Editors' pick: Originally published March 27.
Ever stopped at an ATM for cash only to realize all you had with you was your cell phone?
At Wells Fargo (WFC) , that's no longer a problem. The San Francisco-based bank announced an upgrade today to all of its 13,000 ATMs allowing customers to make cash withdrawals using smartphones rather than debit cards.
"This is really about convenience and choice," Jonathan Velline, Wells Fargo's head of ATM and branch banking, said in a phone interview. "The response from our customers has been terrific."
Other large financial institutions, including JPMorgan Chase (JPM) and Bank of America (BAC) , have announced similar upgrades to ATMs, but Wells Fargo is the first to roll the digital service out to its entire network. Staying abreast -- or ahead -- of such adaptations is vital to Wells and other U.S. banks, whose customers withdrew $5.8 billion from ATMs during 2015, taking an average of $122 each time, a Federal Reserve study found.
To access cash without an ATM card, the nearly 20 million customers who use Wells Fargo's mobile app will be able to obtain an eight digit one-time ATM access code, which will be sent directly to their phone.
"They can go in and request the one-time access code and still get their money and get out of that embarrassing situation," Velline said.
Wells Fargo has wrapped strong safeguards into the digital ID process, he added.
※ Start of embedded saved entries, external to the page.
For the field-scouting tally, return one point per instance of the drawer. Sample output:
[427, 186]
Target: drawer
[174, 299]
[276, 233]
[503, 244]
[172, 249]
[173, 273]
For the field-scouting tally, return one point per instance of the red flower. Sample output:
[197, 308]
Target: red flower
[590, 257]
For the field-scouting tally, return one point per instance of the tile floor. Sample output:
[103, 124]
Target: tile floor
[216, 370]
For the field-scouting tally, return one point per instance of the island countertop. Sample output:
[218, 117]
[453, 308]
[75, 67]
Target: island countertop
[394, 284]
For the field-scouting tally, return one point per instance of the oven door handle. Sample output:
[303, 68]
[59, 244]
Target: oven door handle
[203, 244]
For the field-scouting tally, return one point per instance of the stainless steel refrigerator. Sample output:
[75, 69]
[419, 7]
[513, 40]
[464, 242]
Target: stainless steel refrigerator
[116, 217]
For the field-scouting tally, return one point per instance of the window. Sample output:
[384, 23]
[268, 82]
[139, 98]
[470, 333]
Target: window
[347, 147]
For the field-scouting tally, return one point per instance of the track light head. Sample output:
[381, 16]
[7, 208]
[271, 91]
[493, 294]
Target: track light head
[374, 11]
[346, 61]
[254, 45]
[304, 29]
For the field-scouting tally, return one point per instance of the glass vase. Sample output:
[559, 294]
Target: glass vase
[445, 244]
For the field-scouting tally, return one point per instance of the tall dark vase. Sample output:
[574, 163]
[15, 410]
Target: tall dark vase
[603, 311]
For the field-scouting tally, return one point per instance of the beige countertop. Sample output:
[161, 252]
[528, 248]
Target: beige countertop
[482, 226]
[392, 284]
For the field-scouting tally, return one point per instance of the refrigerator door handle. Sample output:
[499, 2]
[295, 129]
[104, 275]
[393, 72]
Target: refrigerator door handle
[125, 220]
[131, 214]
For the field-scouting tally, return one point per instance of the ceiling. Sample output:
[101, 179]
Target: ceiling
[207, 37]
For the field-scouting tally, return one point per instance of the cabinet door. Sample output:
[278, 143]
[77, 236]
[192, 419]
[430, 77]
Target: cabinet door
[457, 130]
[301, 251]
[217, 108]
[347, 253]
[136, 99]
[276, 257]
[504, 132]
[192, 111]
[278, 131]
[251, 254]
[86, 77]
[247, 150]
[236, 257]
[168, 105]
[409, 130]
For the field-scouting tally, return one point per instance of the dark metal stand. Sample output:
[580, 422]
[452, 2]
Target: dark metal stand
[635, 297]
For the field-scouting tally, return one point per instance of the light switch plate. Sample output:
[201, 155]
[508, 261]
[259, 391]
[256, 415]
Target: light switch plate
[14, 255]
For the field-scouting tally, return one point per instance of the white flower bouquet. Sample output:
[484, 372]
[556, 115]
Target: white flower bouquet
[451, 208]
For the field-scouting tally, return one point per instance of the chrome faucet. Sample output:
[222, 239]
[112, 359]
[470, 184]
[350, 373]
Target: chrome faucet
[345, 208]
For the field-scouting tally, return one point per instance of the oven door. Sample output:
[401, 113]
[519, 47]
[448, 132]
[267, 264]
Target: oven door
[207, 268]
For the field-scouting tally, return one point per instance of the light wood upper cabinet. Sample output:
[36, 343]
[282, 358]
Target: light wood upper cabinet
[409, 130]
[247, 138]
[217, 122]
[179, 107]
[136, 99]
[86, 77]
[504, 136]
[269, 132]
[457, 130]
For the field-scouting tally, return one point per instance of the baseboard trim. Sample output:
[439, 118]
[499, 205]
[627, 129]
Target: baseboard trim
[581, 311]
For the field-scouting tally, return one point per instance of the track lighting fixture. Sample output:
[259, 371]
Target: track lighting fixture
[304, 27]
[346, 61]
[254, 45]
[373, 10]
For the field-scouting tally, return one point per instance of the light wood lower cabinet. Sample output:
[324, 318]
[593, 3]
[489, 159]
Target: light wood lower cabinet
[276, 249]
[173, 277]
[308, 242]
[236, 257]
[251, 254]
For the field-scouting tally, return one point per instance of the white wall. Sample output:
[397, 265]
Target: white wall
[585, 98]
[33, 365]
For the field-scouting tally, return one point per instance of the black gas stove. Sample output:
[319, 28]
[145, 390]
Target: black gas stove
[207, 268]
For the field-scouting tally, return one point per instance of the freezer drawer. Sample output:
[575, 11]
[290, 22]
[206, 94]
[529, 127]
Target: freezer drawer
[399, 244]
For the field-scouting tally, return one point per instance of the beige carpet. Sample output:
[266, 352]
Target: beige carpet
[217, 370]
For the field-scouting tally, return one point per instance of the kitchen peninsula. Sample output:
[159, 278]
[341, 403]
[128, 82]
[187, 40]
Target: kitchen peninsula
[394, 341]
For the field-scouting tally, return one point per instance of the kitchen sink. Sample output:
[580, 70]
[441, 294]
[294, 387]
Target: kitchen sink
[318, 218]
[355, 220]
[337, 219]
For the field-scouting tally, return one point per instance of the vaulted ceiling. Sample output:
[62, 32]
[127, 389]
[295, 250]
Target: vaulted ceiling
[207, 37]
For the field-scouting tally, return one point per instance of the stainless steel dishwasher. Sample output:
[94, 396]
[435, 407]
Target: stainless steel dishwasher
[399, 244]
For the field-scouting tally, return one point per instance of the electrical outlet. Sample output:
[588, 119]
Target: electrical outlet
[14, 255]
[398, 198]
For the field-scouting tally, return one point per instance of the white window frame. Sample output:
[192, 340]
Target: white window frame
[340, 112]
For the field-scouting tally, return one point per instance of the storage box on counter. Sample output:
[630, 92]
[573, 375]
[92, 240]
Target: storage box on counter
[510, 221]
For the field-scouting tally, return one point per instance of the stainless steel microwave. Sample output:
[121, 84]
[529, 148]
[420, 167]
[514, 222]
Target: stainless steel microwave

The eight-digit code, for instance, is only valid for 30 minutes and it must be followed by the customer's regular four-digit personal identification number, or PIN.
"We've embedded security into the design," Velline said. "There's a lot of layers of security around the application itself."
In at least one way, it's even safer than using a plastic card since it doesn't provide an access point for "card skimming," a process in which thieves attach an electronic device to an ATM card reader that captures users' card numbers and PINs, he added.
Wells Fargo is introducing its digital service as CEO Tim Sloan works to rebuild the bank's image after a scandal around the opening of 2 million unauthorized consumer accounts by workers trying to meet sales goals of eight products per customer.
The bogus accounts, created over a period of five years, led to the dismissal of more than 5,300 employees and a $185 million settlement with the federal Consumer Financial Protection Bureau and local governments. Afterward, government clients pulled back from lucrative bond deals, and then-CEO John Stumpf abruptly retired.
Sloan, who has acknowledged the bank's failings, said it's committed to "being better every day" and regaining the trust of its customers.
That includes "driving the future of banking," he said. "Our industry changes every day. That's why we created the Payments, Virtual Solutions and Innovation Group in October, to bring together teams that are driving the next generation of payment options and digital and online offerings."
The bank said that later this year it will unveil technology that allows its customer to use the near-field communication features of their Wells Fargo digital wallets to access ATMs. That's the same process that allows merchants to accept cash-register payments via Apple Pay (AAPL) or Android (GOOGL) Pay without using either a card or a PIN. Currently, 5,000 of the bank's ATMs have the hardware to connect with its digital wallet.
Wells Fargo fell 1.2% to $55.15 on Monday amid a broader selloff in finance stocks. The company is scheduled to release its first-quarter earnings and hold its annual stockholders meeting in April.